When I finally tracked down the Lieutenant in an unmarked open-sided tent no-where near the star fortress's foundations going up, she had aged ten years in the last ten days. The construction zone was her battle, and she barely had a grip on it. At least my face gave her a laugh, heavily bandaged and laboring under an oversized chamfron and petryal.

"Don't laugh, Lieutenant. I've fought ghouls with barding, and without barding, and it's a lot more fun not getting cut to ribbons."

"Good to have you down here. Maybe now we can keep more pegasi on station instead of hauling casualties halfway across the province. We had more wounded last night - have you looked at them?"

"It's part of the reason I've been so long tracking you down. Well, that, and nopony knows where anything else is down here. You need Broken Sigil, somepony needs to bring the anal-retentiveness."

"Captain still needs someone to co-ordinate the defense of the rear zone. It's actually complex up there. It's just disordered down here."

"Lieutenant, I've seen the rear zone, and I've gotten a good look at this place, and let me tell you, you need help down here. This is a mess."

She looked away, blank and tired. "It's better than it was. We're getting somewhere. Nopony died last night.
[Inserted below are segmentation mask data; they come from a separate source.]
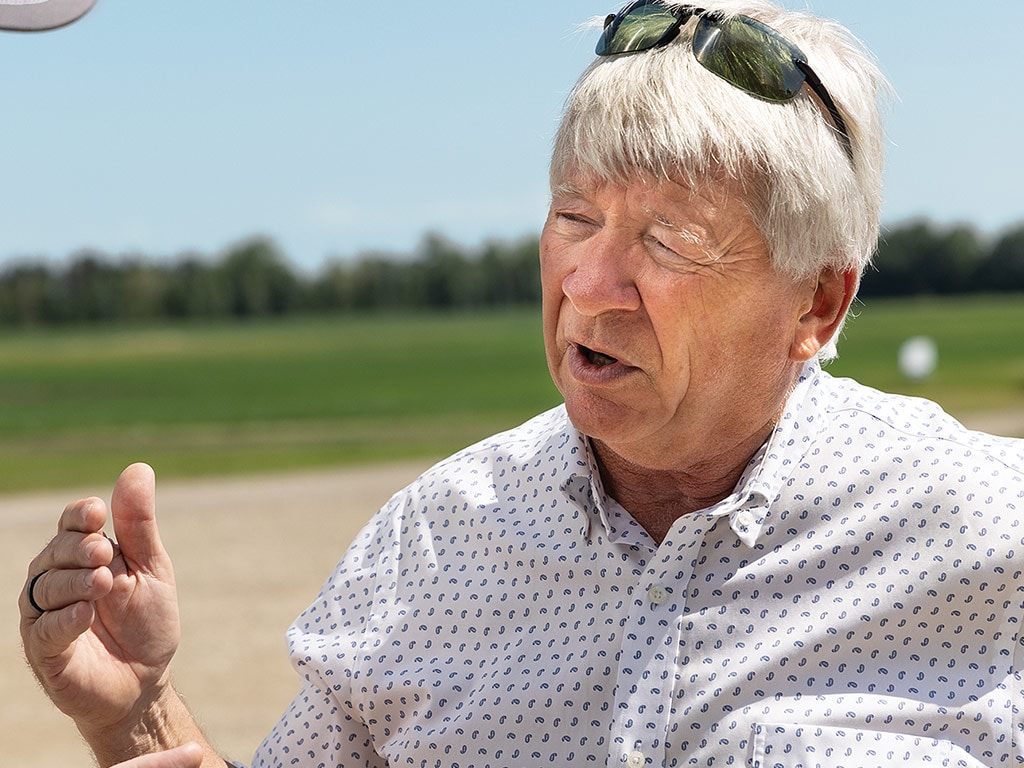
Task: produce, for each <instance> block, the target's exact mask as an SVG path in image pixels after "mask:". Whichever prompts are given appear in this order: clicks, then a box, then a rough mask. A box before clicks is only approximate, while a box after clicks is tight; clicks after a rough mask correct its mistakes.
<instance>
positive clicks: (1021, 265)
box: [0, 220, 1024, 326]
mask: <svg viewBox="0 0 1024 768" xmlns="http://www.w3.org/2000/svg"><path fill="white" fill-rule="evenodd" d="M1006 291H1020V292H1024V224H1021V225H1019V226H1017V227H1015V228H1011V229H1009V230H1008V231H1006V232H1005V233H1002V234H1001V236H999V237H997V238H994V239H993V238H986V237H983V236H982V234H980V233H979V232H978V231H977V230H975V229H974V228H972V227H970V226H966V225H953V226H942V225H938V224H935V223H932V222H929V221H925V220H921V221H912V222H908V223H905V224H901V225H899V226H895V227H892V228H889V229H887V230H886V231H885V232H884V234H883V237H882V238H881V240H880V242H879V253H878V257H877V259H876V262H874V266H872V267H871V268H869V269H868V270H867V272H866V273H865V275H864V279H863V284H862V287H861V296H908V295H916V294H957V293H973V292H1006ZM540 298H541V283H540V274H539V269H538V239H537V238H536V237H528V238H523V239H521V240H517V241H507V242H498V241H495V242H487V243H484V244H483V245H482V246H479V247H476V248H467V247H463V246H460V245H458V244H455V243H453V242H452V241H449V240H446V239H445V238H443V237H441V236H439V234H435V233H431V234H427V236H426V237H424V239H423V240H422V242H421V243H420V245H419V246H418V247H417V249H416V250H415V252H414V253H412V254H404V255H401V254H385V253H365V254H361V255H359V256H356V257H353V258H350V259H334V260H331V261H328V262H327V263H326V264H325V266H324V267H323V268H322V269H319V270H318V271H317V272H316V273H314V274H303V273H300V272H298V271H296V270H295V269H294V268H293V267H292V266H291V264H290V263H289V260H288V258H287V256H286V254H284V253H283V252H282V251H281V249H280V248H279V247H278V246H276V245H275V244H274V243H273V242H272V241H270V240H268V239H265V238H254V239H251V240H248V241H244V242H242V243H239V244H237V245H234V246H232V247H230V248H228V249H226V251H225V252H224V253H223V254H222V255H221V256H220V257H218V258H209V257H204V256H201V255H189V256H182V257H180V258H176V259H173V260H156V259H148V258H145V257H142V256H136V257H122V258H112V257H110V256H109V255H105V254H102V253H98V252H94V251H83V252H81V253H78V254H75V255H74V256H72V257H71V258H70V259H69V260H68V261H67V262H66V263H65V264H62V265H54V264H51V263H46V262H44V261H40V260H15V261H11V262H8V263H7V264H6V265H4V267H3V268H2V269H0V325H5V326H41V325H59V324H71V323H86V322H97V321H108V322H154V321H163V319H176V318H200V319H215V318H227V317H259V316H272V315H284V314H291V313H300V312H305V313H312V312H319V313H325V312H366V311H374V310H386V309H453V308H484V307H500V306H512V305H532V304H537V303H539V302H540Z"/></svg>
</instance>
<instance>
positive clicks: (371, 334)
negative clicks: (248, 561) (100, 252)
mask: <svg viewBox="0 0 1024 768" xmlns="http://www.w3.org/2000/svg"><path fill="white" fill-rule="evenodd" d="M540 334H541V332H540V323H539V319H538V318H537V312H536V311H528V312H527V311H521V312H509V313H493V314H489V313H488V314H479V315H472V316H466V315H443V316H441V315H434V316H423V315H421V316H408V317H402V316H384V317H376V318H331V319H328V318H319V319H309V318H305V319H283V321H278V322H264V323H257V324H236V325H218V326H212V327H211V326H178V327H173V328H148V329H84V330H83V329H78V330H45V331H34V332H19V333H7V334H6V335H3V336H0V402H3V403H4V408H3V409H0V466H2V467H3V470H2V471H0V490H8V492H9V490H14V489H23V488H33V487H42V486H50V487H53V486H56V485H60V486H66V485H70V484H79V483H92V482H97V481H104V482H109V481H110V480H111V479H112V478H113V477H114V476H115V475H116V473H117V472H118V471H119V469H120V468H121V467H122V466H124V465H125V464H127V463H130V462H132V461H136V460H144V461H148V462H151V463H153V464H154V465H155V466H156V467H157V468H158V471H159V472H160V474H161V476H162V477H174V476H197V475H215V474H225V473H233V472H260V471H268V470H284V469H291V468H299V467H303V468H308V467H321V466H332V465H338V464H351V463H354V462H368V461H379V460H384V459H400V458H412V457H428V456H438V457H439V456H441V455H444V454H446V453H449V452H451V451H454V450H456V449H458V447H461V446H462V445H465V444H467V443H468V442H471V441H472V440H475V439H477V438H479V437H482V436H484V435H486V434H489V433H492V432H494V431H496V430H498V429H502V428H505V427H508V426H511V425H513V424H515V423H518V422H519V421H522V420H523V419H525V418H528V416H530V415H532V414H534V413H537V412H538V411H539V410H541V409H544V408H549V407H551V406H552V404H554V403H556V402H557V401H558V398H557V393H556V392H555V390H554V387H553V386H552V385H551V383H550V381H549V379H548V376H547V370H546V367H545V362H544V355H543V350H542V343H541V335H540Z"/></svg>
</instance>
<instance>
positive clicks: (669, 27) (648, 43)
mask: <svg viewBox="0 0 1024 768" xmlns="http://www.w3.org/2000/svg"><path fill="white" fill-rule="evenodd" d="M674 28H676V29H674ZM677 29H678V19H677V18H676V15H675V14H674V13H673V12H672V11H671V10H669V8H668V7H666V6H665V5H663V4H662V3H657V2H649V1H644V2H638V3H633V4H632V5H631V6H629V7H628V8H625V9H624V10H623V11H622V12H621V13H620V14H618V15H617V16H615V17H614V18H612V19H611V22H610V23H609V24H608V25H607V26H606V27H605V28H604V33H603V34H602V35H601V39H600V40H598V41H597V51H596V52H597V55H599V56H613V55H615V54H616V53H631V52H633V51H640V50H647V49H648V48H653V47H654V46H655V45H658V44H659V43H662V42H663V41H664V38H665V37H666V35H668V34H672V33H674V32H675V31H676V30H677Z"/></svg>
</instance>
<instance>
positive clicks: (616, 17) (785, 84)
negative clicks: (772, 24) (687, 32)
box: [596, 0, 853, 161]
mask: <svg viewBox="0 0 1024 768" xmlns="http://www.w3.org/2000/svg"><path fill="white" fill-rule="evenodd" d="M693 16H696V18H697V23H696V27H695V29H694V30H693V56H694V57H695V58H696V59H697V61H698V62H700V65H701V66H702V67H703V68H705V69H706V70H708V71H709V72H711V73H713V74H715V75H717V76H718V77H720V78H722V79H723V80H725V81H726V82H727V83H730V84H731V85H734V86H735V87H736V88H739V89H740V90H742V91H746V93H750V94H751V95H752V96H757V97H758V98H763V99H765V100H768V101H788V100H791V99H793V98H795V97H796V96H797V94H799V93H800V89H801V87H803V85H804V83H807V85H808V86H809V87H810V89H811V90H812V91H814V93H815V94H816V95H817V97H818V99H819V100H820V101H821V103H822V104H823V105H824V108H825V109H826V110H827V111H828V115H829V117H830V118H831V121H833V125H835V127H836V131H837V133H838V134H839V139H840V142H841V143H842V144H843V150H844V151H845V152H846V154H847V157H848V158H850V160H851V161H852V160H853V147H852V146H851V143H850V134H849V131H848V130H847V127H846V121H844V120H843V116H842V115H840V113H839V110H838V109H837V106H836V102H835V101H833V98H831V96H830V95H829V94H828V90H827V89H826V88H825V87H824V85H822V84H821V80H820V79H819V78H818V76H817V75H815V74H814V70H812V69H811V68H810V65H808V63H807V56H805V55H804V53H803V51H801V50H800V48H798V47H797V46H796V45H794V44H793V43H791V42H790V41H788V40H786V39H785V38H784V37H782V36H781V35H779V34H778V33H777V32H775V30H773V29H771V28H770V27H767V26H766V25H763V24H761V23H760V22H758V20H757V19H755V18H751V17H750V16H743V15H735V16H724V15H722V14H720V13H715V12H709V11H707V10H705V9H703V8H697V7H694V6H691V5H679V6H670V5H666V4H665V2H663V1H662V0H636V1H635V2H632V3H630V4H629V5H627V6H626V7H625V8H623V9H622V10H621V11H618V12H617V13H610V14H608V17H607V18H605V19H604V32H603V33H602V34H601V38H600V40H598V41H597V51H596V52H597V55H599V56H616V55H620V54H622V53H635V52H637V51H643V50H649V49H650V48H657V47H660V46H664V45H668V44H669V43H671V42H672V41H673V40H675V39H676V37H677V36H678V35H679V31H680V30H681V29H682V27H683V25H685V24H686V23H687V22H688V20H689V19H690V18H691V17H693Z"/></svg>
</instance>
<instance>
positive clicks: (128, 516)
mask: <svg viewBox="0 0 1024 768" xmlns="http://www.w3.org/2000/svg"><path fill="white" fill-rule="evenodd" d="M111 516H112V517H113V518H114V536H115V537H116V539H117V543H118V548H119V549H120V550H121V555H122V556H123V557H124V558H125V561H126V562H127V563H129V564H130V566H131V568H132V569H133V570H138V571H142V572H144V573H152V574H155V575H160V574H162V573H165V572H168V571H169V569H170V560H169V558H168V557H167V551H166V550H165V549H164V544H163V542H162V541H161V539H160V530H159V529H158V528H157V476H156V473H155V472H154V471H153V467H151V466H150V465H148V464H132V465H131V466H129V467H127V468H126V469H125V470H124V471H123V472H122V473H121V476H120V477H118V481H117V483H116V484H115V485H114V495H113V496H112V498H111Z"/></svg>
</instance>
Uh, they didn't, did they?" She asked, realizing I had been working on patching together the night's wounded.

"No, Lieutenant, nothing life-threatening. But seriously, ask for help. We're going to start getting camp-disease casualties at this rate."
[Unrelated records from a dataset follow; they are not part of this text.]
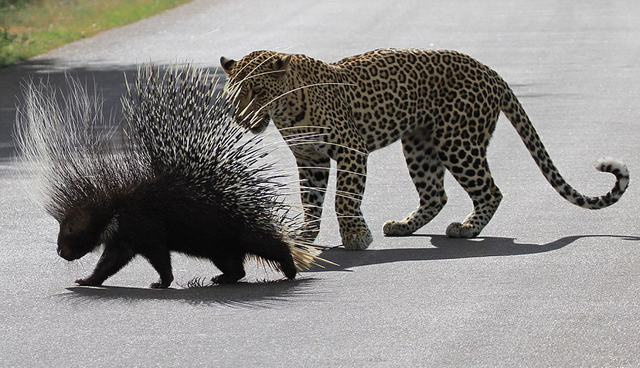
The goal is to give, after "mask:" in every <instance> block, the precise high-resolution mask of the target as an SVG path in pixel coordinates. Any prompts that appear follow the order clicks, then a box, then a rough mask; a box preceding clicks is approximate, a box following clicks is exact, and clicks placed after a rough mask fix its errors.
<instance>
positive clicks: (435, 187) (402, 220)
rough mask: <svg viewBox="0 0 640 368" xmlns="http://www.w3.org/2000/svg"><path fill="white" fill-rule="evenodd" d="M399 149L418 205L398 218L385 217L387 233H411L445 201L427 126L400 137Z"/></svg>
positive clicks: (408, 233)
mask: <svg viewBox="0 0 640 368" xmlns="http://www.w3.org/2000/svg"><path fill="white" fill-rule="evenodd" d="M402 150H403V152H404V157H405V160H406V162H407V167H408V168H409V174H410V175H411V179H412V180H413V184H414V185H415V187H416V190H417V191H418V195H419V196H420V205H419V206H418V208H417V209H416V210H415V211H413V212H411V213H410V214H409V215H408V216H407V217H405V218H404V219H403V220H401V221H387V222H386V223H385V224H384V226H383V227H382V231H383V232H384V234H385V235H387V236H404V235H410V234H413V233H414V232H415V231H416V230H418V229H420V228H421V227H423V226H424V225H426V224H427V223H428V222H429V221H431V220H432V219H433V218H434V217H435V216H436V215H437V214H438V213H439V212H440V210H441V209H442V207H444V205H445V204H446V203H447V194H446V193H445V191H444V172H445V167H444V165H443V164H442V162H441V161H440V159H439V158H438V153H437V150H436V147H435V146H434V145H433V143H432V141H431V138H430V135H429V132H428V131H427V129H426V128H418V129H416V130H414V131H413V132H411V133H409V134H406V135H405V136H404V137H402Z"/></svg>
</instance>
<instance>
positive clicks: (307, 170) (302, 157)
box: [296, 155, 331, 242]
mask: <svg viewBox="0 0 640 368" xmlns="http://www.w3.org/2000/svg"><path fill="white" fill-rule="evenodd" d="M296 162H297V164H298V175H299V178H300V200H301V201H302V206H303V209H304V228H303V232H302V237H303V239H304V240H305V241H309V242H313V241H314V240H315V239H316V237H317V236H318V232H319V231H320V220H321V218H322V205H323V203H324V196H325V194H326V191H327V182H328V181H329V169H330V166H331V159H330V158H329V156H320V155H319V156H318V157H315V158H309V157H296Z"/></svg>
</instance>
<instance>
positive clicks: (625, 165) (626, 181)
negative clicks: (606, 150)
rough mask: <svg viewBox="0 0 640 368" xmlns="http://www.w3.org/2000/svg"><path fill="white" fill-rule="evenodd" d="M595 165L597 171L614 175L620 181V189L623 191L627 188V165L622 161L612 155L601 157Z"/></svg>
mask: <svg viewBox="0 0 640 368" xmlns="http://www.w3.org/2000/svg"><path fill="white" fill-rule="evenodd" d="M595 166H596V170H598V171H602V172H608V173H611V174H613V175H615V176H616V178H617V179H618V182H619V183H620V189H621V191H623V192H624V190H625V189H627V186H628V185H629V169H627V165H625V164H624V162H622V161H620V160H618V159H616V158H613V157H603V158H601V159H599V160H598V161H597V162H596V165H595Z"/></svg>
"I can't, we've already stripped them to the bone here. I've got seven hundred armsponies protecting eighty construction-ponies. They've barely got anypony left to do the sweeps and hold down the blockhouses and our lines of communication. Look what happened to your convoy! We nearly lost you to a random band of trotters!"
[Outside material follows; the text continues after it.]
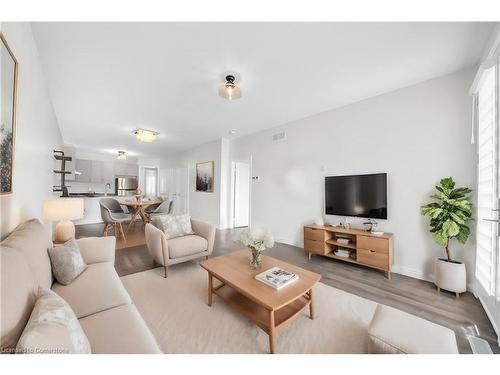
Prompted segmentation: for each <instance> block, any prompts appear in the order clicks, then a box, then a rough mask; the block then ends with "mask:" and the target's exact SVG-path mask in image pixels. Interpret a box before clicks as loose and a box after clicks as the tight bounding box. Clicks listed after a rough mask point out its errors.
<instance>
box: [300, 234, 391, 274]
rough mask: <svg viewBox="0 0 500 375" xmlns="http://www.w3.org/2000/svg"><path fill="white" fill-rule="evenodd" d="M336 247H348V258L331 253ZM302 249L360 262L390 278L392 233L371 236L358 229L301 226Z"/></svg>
mask: <svg viewBox="0 0 500 375" xmlns="http://www.w3.org/2000/svg"><path fill="white" fill-rule="evenodd" d="M338 237H343V238H348V239H349V241H350V242H349V243H348V244H343V243H339V242H338V241H337V238H338ZM338 248H343V249H348V250H351V252H352V254H351V256H350V257H348V258H346V257H341V256H338V255H335V253H334V252H335V250H337V249H338ZM304 249H305V250H306V251H307V252H308V253H309V259H311V256H312V254H317V255H322V256H325V257H328V258H333V259H337V260H341V261H344V262H349V263H355V264H361V265H363V266H367V267H371V268H376V269H379V270H382V271H385V273H386V276H387V278H388V279H389V280H390V279H391V266H392V233H383V234H382V235H374V234H372V233H370V232H366V231H363V230H359V229H344V228H342V227H334V226H318V225H306V226H304Z"/></svg>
"It really wasn't that close of a fight, Lieutenant. Worst thing that happened was one of my oxen got a little shop-worn. He barely even registered that he had been hurt. But my point is that you have most of the Company down here, and if you're not careful, they're going to get sick in these conditions. We need somepony to organize proper drainage and sanitation, and organize in general. Get Sigil down here. Look, you're doing fine, better than we should have expected given how heavily you're getting hit. You'd almost think the damn things were being organized and driven by a thinking enemy, the way they've been hitting you. Never be afraid to ask for what you need to turn a mess into a success, filly."

That got her ire up. I was ten years younger than the Lieutenant. "OK, surgeon, that's enough of that. I hear you. You want to see some organization? Go grab a section and start marking out proper latrines and sanitation."

I smiled, happy to be delegated. Officers who were too scrambled to dump work on other ponies were officers far too close to the edge. Got to remind them who they're supposed to be.